美大受験の頃は辛かった。絵をたくさん描いたとしても、その背後にある構図や透視図法の原理、良い絵になる条件は知らない、絵画に対して山ほどの疑問を抱えたままに鉛筆デッサンをひたすら練習していた日々だった。
美術塾に通っていない、私を導いてくれる先生もいない、まるで暗闇に包まれたようで心細かった私はあの頃に遭った無数の困難をどうやって乗り越えたのかが、今はもう覚えていない。
幸いなことに、計画通りに自力で第一志望の美大に合格した。新しい知識を学び始めると同時に受験時代から心の中にずっと抱えている疑問を、次々と解決することにした。
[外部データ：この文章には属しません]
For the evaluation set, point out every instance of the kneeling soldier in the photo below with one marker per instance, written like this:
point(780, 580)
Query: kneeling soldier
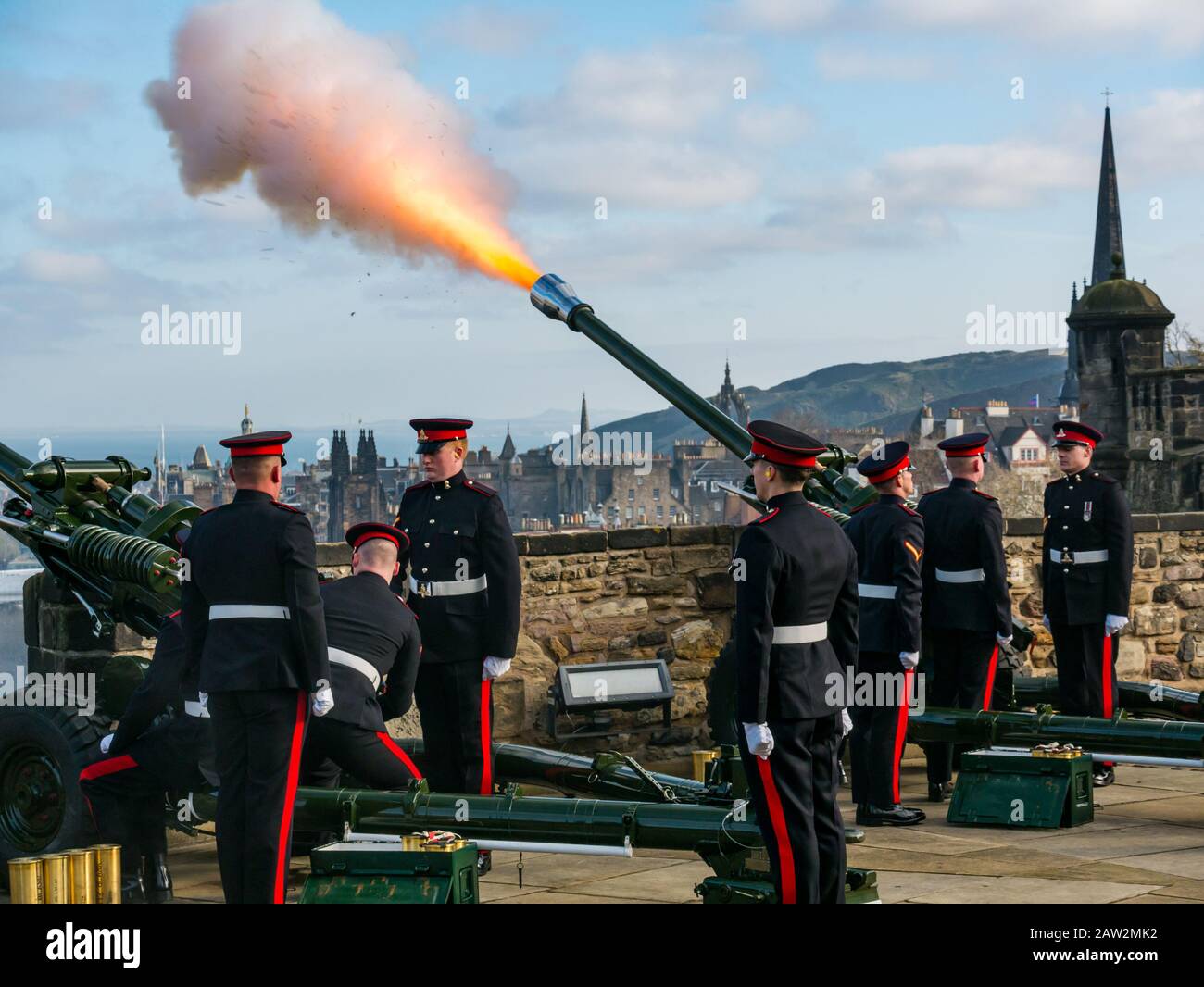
point(144, 759)
point(372, 637)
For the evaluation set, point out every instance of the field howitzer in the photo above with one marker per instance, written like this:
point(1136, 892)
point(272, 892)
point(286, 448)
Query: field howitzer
point(116, 552)
point(829, 489)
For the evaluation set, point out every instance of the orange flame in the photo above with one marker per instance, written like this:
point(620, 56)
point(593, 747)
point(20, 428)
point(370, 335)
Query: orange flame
point(320, 113)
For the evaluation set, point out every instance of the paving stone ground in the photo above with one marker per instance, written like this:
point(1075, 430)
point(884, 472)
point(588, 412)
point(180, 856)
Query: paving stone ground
point(1145, 846)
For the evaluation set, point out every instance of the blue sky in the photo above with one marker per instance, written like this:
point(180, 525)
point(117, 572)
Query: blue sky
point(718, 208)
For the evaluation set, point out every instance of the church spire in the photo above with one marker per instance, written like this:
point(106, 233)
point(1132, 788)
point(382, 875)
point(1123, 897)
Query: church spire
point(1108, 211)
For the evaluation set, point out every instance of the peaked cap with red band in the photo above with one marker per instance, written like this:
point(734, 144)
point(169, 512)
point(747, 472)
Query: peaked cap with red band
point(433, 432)
point(783, 445)
point(1075, 433)
point(257, 444)
point(972, 444)
point(357, 534)
point(885, 462)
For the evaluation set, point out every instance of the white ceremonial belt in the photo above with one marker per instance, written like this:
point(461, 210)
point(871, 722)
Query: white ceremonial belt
point(799, 633)
point(1079, 557)
point(452, 588)
point(354, 661)
point(961, 576)
point(235, 610)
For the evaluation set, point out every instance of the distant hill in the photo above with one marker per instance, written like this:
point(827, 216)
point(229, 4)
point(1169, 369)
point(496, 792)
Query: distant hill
point(887, 394)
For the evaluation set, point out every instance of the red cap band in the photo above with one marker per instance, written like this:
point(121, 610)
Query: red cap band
point(783, 456)
point(275, 449)
point(370, 534)
point(891, 470)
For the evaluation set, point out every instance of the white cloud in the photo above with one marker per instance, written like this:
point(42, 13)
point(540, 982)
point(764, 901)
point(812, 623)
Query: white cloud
point(1167, 135)
point(59, 268)
point(773, 15)
point(1176, 25)
point(493, 29)
point(999, 176)
point(844, 64)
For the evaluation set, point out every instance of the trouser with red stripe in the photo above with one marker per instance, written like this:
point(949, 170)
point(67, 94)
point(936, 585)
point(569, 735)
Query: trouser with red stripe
point(125, 791)
point(1086, 669)
point(371, 757)
point(879, 730)
point(259, 737)
point(457, 709)
point(963, 673)
point(795, 794)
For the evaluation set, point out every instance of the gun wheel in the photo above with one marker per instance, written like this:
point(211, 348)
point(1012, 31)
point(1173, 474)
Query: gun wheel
point(41, 755)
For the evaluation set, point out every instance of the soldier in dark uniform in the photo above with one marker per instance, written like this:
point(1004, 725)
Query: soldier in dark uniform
point(465, 590)
point(1086, 577)
point(796, 631)
point(889, 538)
point(967, 613)
point(253, 624)
point(374, 649)
point(145, 759)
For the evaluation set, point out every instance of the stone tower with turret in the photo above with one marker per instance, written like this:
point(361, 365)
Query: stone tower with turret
point(1151, 416)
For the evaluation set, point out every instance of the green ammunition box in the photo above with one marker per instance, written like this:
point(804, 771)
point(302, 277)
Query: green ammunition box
point(1022, 789)
point(409, 871)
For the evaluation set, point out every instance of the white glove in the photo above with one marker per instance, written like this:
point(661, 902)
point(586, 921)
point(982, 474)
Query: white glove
point(495, 668)
point(759, 739)
point(1114, 622)
point(323, 701)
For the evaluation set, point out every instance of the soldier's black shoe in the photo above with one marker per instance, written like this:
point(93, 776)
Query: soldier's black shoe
point(894, 815)
point(157, 879)
point(132, 893)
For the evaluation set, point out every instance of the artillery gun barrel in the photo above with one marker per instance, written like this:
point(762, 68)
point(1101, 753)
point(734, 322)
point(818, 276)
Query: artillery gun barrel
point(557, 300)
point(529, 819)
point(1148, 742)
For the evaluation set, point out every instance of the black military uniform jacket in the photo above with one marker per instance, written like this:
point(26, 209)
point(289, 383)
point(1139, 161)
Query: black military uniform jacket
point(169, 686)
point(366, 620)
point(964, 572)
point(889, 538)
point(1086, 512)
point(257, 553)
point(458, 534)
point(794, 570)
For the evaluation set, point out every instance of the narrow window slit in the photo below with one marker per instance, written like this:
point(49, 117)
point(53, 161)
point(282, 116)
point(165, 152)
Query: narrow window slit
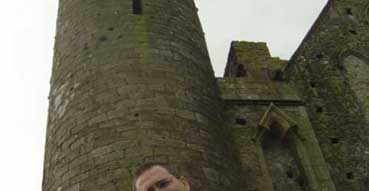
point(137, 7)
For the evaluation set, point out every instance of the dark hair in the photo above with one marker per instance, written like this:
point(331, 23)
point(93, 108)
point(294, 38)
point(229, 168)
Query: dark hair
point(147, 166)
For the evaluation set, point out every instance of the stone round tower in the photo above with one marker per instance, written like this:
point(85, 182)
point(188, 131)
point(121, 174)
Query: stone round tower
point(131, 83)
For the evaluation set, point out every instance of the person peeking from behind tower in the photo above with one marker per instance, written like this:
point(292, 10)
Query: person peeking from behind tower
point(157, 176)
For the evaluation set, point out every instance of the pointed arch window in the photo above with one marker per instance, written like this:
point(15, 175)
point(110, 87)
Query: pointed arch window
point(137, 7)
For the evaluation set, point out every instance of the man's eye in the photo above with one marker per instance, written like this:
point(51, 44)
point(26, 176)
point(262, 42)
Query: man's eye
point(163, 184)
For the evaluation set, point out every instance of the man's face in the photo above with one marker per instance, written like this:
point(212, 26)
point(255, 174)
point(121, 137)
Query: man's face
point(158, 178)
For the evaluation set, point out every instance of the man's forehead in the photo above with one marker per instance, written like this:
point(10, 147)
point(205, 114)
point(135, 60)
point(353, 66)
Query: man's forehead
point(151, 176)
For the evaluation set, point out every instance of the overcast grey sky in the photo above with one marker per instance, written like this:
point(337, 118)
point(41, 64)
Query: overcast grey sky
point(27, 35)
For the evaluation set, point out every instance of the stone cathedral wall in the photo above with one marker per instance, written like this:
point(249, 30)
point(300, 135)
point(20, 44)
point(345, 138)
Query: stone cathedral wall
point(132, 83)
point(329, 72)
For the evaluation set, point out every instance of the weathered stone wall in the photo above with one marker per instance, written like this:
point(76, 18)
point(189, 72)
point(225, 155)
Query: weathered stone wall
point(130, 88)
point(328, 70)
point(272, 132)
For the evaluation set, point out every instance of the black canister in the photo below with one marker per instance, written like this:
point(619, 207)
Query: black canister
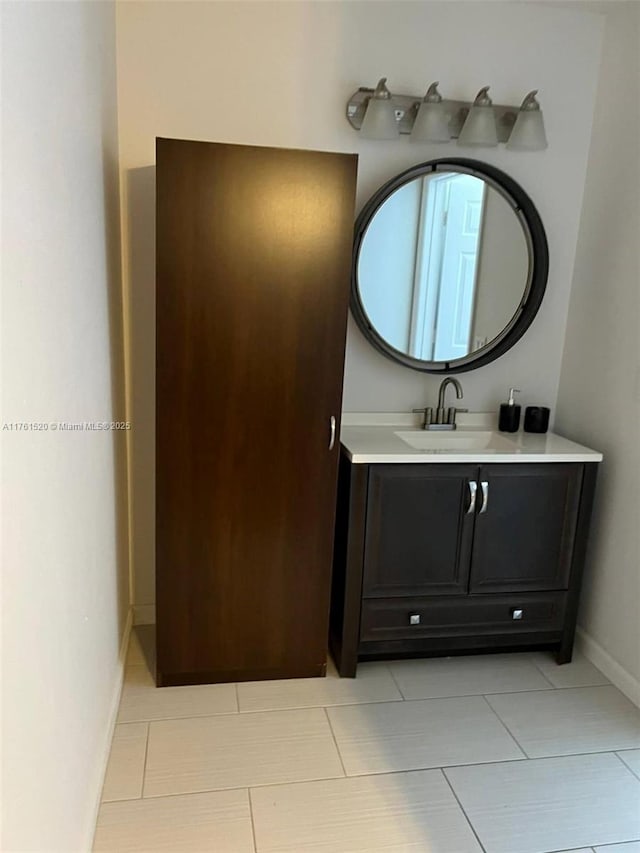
point(536, 419)
point(509, 418)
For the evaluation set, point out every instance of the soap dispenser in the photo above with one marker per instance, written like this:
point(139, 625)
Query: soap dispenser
point(509, 419)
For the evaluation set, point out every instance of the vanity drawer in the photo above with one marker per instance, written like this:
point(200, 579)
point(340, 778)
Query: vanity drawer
point(406, 618)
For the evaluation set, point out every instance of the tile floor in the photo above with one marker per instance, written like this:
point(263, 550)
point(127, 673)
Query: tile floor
point(499, 753)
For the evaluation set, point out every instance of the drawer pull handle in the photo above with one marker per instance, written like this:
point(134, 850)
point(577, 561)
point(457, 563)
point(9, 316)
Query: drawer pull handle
point(485, 496)
point(332, 432)
point(473, 491)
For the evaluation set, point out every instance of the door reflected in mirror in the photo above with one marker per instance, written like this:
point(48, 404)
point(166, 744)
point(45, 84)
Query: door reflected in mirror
point(444, 267)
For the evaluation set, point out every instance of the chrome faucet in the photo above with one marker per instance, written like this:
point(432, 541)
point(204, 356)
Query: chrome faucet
point(444, 418)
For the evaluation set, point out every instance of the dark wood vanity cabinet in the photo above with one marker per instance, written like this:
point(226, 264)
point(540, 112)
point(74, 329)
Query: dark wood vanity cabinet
point(446, 558)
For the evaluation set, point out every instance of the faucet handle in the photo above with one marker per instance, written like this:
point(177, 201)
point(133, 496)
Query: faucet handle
point(428, 416)
point(452, 411)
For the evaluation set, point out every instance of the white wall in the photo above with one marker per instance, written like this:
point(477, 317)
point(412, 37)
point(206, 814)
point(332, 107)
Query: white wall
point(65, 588)
point(280, 74)
point(599, 399)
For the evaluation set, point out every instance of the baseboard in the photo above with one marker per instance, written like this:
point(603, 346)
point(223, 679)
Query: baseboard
point(144, 614)
point(616, 674)
point(101, 764)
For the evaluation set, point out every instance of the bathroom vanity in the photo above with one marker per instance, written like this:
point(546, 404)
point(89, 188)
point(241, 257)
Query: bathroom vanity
point(456, 542)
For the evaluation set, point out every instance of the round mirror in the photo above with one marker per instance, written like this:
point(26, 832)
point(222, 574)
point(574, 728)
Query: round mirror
point(450, 265)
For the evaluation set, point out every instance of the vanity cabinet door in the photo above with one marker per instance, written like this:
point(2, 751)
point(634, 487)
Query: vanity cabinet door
point(525, 527)
point(419, 530)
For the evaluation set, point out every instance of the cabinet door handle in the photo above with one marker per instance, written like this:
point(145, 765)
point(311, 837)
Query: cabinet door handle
point(473, 491)
point(485, 496)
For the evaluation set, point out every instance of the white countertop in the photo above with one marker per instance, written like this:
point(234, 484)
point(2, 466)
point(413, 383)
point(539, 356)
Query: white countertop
point(371, 437)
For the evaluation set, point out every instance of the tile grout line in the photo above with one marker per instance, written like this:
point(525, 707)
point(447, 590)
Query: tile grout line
point(509, 732)
point(253, 823)
point(548, 680)
point(144, 763)
point(399, 689)
point(630, 769)
point(466, 816)
point(384, 773)
point(333, 735)
point(354, 704)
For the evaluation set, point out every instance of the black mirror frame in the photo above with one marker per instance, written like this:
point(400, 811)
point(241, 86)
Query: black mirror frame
point(538, 253)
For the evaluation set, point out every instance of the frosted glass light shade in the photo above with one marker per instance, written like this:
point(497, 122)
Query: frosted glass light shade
point(479, 128)
point(528, 132)
point(379, 121)
point(431, 124)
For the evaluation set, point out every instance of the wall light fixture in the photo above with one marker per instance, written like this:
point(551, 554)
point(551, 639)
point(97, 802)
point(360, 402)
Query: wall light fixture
point(379, 114)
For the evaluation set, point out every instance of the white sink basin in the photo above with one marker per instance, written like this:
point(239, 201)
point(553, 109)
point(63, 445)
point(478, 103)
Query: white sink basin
point(456, 440)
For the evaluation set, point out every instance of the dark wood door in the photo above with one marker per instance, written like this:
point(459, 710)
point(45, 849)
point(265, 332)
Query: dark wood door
point(419, 530)
point(253, 262)
point(525, 529)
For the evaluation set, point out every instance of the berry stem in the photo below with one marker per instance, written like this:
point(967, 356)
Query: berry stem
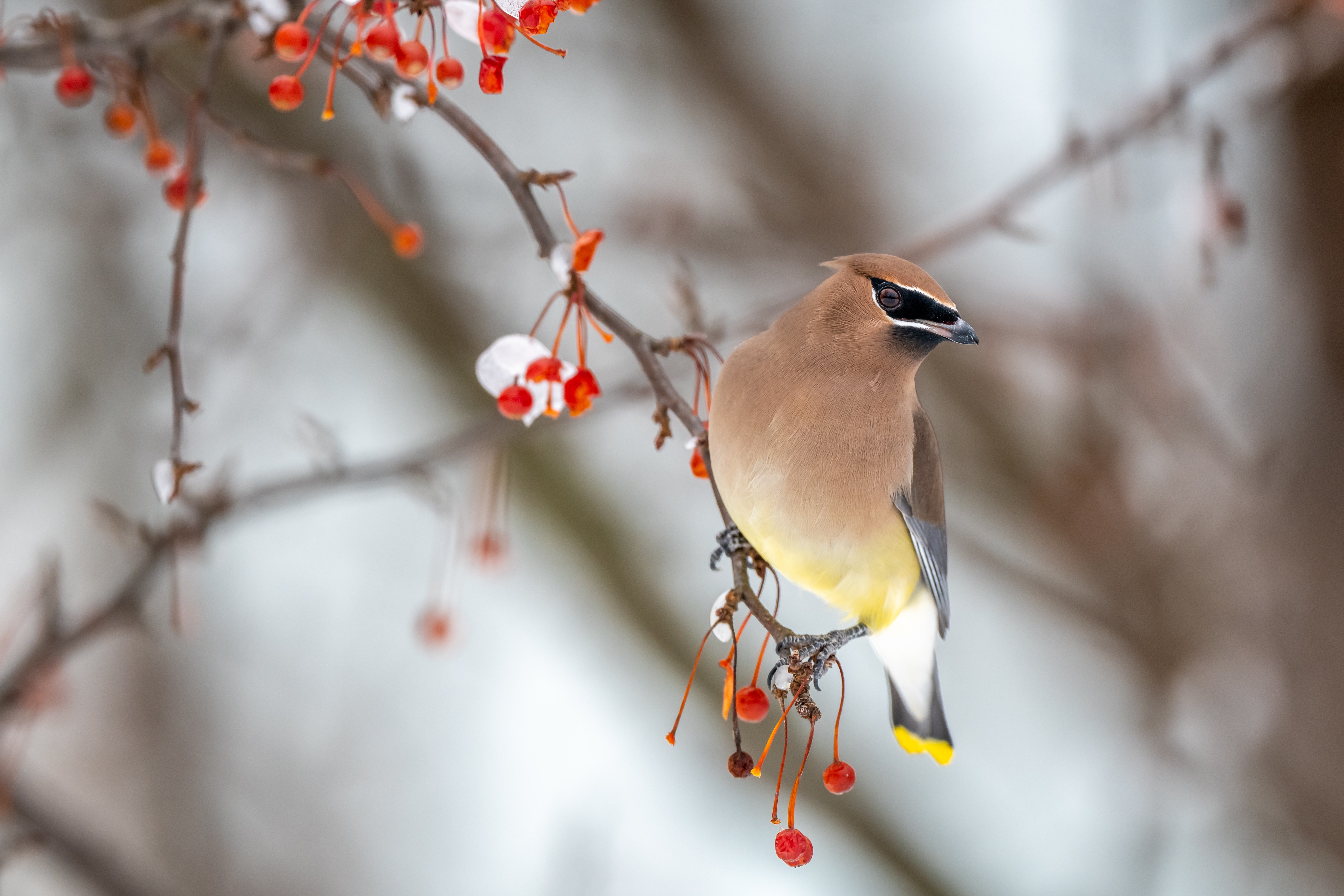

まずは不明点だらけの透視図法。建築学科を目指し、平面上に空間を作る立体構成をたくさん練習したらなんとなく正しく見えるパースを描けるようになったが、それを支配する数学的原理や透視図法の仕組みを完全に解明したのは、つい最近のことだった。
(二年前の練習の一部、今の私ならどこが間違っているか、どうやって修正できるかが、はっきりと分かるようになった。)
一年生後期、授業「図法・製図」を取ることをきっかけに透視図法の自主研究を行っていた。授業のない日に何回も国立国会図書館へ足を運び、マニアックな研究論文を読んで研究し続けたら透視図法を知り尽くしたと言ってもいいくらい、かなり深いところまでたどり着いた。
「空間上に立方体の対角線」「二つの消点だけで三点透視立方体の描き方」「一つの消点だけで三点透視立方体の描き方」「消点を使わずに三点透視立方体の描き方」のような、どんな本にも載ってないし役に立たない、でも面白い。
そんなことを心ゆくまで研究したら透視図法を正しく描くのにとどまらず、透視図法を遊ぶ余裕さえあった。
新学期が始まり、四か月分の研究成果で先生をびっくりさせたこともある。しかも一番嬉しかったのは私をずっと悩ませる疑問の一つを、自分の努力で完全に解明したということだ。
絵画に関する問題は数学・幾何学など、絵画以外の知識で解決することができた。